Malgrado il NOI dell’intestazione suggerisca un’inclinazione alla condivisione, sono costretto ad introdurre questo blog con una nota di egocentrismo che spero perdonerete, ovvero la presentazione di chi scrive: mi chiamo Piergiorgio Benaglia, sono un fisioterapista da circa 23 anni, lavoro nel campo dell’ergonomia e sono docente universitario a contratto di biomeccanica e chinesiologia clinica; ho al mio attivo alcune pubblicazioni, collaboro dal punto di vista didattico con l’AIFi (Associazione Italiana Fisioterapisti) e sono responsabile del DRES (Divisione Ricerca ed Evidenza Scientifica) di Varièr Italia.

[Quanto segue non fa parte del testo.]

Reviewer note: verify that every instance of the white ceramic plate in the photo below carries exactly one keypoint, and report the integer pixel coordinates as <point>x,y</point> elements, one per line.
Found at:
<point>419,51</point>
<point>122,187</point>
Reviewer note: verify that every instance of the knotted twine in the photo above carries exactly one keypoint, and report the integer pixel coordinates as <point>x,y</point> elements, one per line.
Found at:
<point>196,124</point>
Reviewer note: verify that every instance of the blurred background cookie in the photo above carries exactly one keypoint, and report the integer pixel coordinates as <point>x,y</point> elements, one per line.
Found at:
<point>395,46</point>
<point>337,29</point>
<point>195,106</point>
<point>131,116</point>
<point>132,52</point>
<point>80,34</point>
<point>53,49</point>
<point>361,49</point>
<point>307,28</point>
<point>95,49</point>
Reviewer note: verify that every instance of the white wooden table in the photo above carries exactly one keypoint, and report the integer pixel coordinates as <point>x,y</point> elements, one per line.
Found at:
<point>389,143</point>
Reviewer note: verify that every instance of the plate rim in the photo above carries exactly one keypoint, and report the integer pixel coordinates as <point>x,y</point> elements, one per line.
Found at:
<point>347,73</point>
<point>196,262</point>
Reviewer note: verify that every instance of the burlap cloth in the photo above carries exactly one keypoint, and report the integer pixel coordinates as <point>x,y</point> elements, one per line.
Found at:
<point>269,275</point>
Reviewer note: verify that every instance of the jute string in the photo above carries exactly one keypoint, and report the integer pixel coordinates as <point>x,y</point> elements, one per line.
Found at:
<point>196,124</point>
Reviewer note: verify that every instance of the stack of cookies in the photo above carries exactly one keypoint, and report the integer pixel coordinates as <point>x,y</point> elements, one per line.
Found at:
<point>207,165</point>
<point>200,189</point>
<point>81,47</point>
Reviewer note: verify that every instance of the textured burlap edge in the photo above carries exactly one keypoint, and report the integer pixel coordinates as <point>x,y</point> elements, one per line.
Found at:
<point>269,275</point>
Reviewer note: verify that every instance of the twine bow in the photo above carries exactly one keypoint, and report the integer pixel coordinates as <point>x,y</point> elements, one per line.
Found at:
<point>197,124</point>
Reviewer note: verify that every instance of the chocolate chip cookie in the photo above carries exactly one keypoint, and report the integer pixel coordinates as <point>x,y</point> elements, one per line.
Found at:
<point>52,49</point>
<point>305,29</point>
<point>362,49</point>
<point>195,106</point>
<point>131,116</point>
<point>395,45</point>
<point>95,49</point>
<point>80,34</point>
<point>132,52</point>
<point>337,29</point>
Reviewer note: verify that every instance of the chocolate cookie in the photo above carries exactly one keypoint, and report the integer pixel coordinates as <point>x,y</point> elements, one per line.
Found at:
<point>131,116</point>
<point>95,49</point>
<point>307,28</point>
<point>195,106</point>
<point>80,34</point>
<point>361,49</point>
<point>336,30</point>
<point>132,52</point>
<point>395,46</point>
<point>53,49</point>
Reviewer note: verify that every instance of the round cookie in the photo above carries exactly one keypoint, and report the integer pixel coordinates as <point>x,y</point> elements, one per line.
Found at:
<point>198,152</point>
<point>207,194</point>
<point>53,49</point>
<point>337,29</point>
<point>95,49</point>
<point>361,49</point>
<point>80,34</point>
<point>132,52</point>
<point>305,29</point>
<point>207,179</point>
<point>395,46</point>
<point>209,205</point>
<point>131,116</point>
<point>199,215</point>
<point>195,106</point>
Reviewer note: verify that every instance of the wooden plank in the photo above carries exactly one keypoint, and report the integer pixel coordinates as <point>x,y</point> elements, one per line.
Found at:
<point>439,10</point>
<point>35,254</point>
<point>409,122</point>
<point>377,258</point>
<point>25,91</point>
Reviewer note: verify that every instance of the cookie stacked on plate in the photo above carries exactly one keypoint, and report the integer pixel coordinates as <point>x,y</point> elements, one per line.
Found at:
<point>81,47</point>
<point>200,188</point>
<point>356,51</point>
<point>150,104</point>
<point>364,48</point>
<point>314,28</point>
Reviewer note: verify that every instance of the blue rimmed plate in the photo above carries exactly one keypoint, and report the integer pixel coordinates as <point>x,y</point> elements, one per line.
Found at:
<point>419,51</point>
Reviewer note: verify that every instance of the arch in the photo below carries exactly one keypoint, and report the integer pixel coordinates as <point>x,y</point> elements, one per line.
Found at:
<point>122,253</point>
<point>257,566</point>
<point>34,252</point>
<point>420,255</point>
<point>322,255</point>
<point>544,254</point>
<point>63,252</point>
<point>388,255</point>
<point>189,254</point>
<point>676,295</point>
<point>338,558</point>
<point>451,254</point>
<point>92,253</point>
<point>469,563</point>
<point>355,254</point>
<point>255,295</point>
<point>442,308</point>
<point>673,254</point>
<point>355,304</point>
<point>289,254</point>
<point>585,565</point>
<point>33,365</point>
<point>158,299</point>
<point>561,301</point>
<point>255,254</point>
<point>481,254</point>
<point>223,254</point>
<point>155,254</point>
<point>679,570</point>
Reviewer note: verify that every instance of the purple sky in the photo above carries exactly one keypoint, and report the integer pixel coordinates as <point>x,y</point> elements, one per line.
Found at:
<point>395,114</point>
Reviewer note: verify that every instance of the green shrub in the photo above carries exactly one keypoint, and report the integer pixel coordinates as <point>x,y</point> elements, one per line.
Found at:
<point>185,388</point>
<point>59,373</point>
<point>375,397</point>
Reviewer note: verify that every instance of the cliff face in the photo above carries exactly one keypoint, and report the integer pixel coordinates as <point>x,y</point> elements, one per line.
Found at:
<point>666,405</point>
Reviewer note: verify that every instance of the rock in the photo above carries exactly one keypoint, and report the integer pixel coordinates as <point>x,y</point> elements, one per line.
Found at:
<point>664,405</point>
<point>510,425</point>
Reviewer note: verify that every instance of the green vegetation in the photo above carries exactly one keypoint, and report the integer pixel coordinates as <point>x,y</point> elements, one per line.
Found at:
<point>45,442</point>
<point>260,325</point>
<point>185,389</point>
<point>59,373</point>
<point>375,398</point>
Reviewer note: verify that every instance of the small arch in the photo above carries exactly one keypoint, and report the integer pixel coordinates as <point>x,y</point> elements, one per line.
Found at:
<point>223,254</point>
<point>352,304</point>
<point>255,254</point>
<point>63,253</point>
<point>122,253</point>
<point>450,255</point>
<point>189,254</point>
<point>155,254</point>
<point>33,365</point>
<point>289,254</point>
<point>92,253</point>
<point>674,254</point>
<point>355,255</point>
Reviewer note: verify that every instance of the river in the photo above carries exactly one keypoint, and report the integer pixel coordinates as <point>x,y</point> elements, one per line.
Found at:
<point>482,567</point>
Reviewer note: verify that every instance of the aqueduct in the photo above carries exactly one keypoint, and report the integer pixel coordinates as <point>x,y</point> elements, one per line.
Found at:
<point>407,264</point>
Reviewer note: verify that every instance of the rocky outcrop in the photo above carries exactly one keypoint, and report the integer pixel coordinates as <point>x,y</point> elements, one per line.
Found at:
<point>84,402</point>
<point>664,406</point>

Ora passiamo ai fatti più importanti, ovvero parliamo di
NOI E DELL’ERGONOMIA.
Nel darvi il benvenuto vorrei descrivere quelli che saranno gli obiettivi e le tematiche che tratteremo: noi e l’ergonomia vuole rappresentare un mezzo di divulgazione per far comprendere quanto gli aspetti ergonomici siano fondamentali e largamente necessari nella attuale società per garantire la nostra sicurezza, il benessere ed l’efficienza.

Questo blog punterà prevalentemente, ma non esclusivamente, alla trattazione di temi connessi con la nostra salute, ma non saranno impossibili nè improbabili eventuali “incursioni” da parte di esperti in campo ingegneristico o del design.

Utilizzeremo un linguaggio volutamente non tecnico, pur senza banalizzare i concetti e cadere nella superficialità.
Cercheremo di considerare solo le tematiche sostanziali, ovvero quelle che hanno ricadute pratiche e utili; descriveremo le più frequenti problematiche di salute dovute a scarsa ergonomia indicando poi i possibili rimedi, a volte più semplici di quanto si creda. Ci riferiremo alla attuale ed abbondante evidenza scientifica del settore, ma tralasceremo tutti gli aspetti meramente accademici o speculativi.

Mi auguro che il neonato blog SPAZIO ERGONOMIA possa in qualche modo essere di utilità per chi avrà l’interesse di leggerci e condividere idee.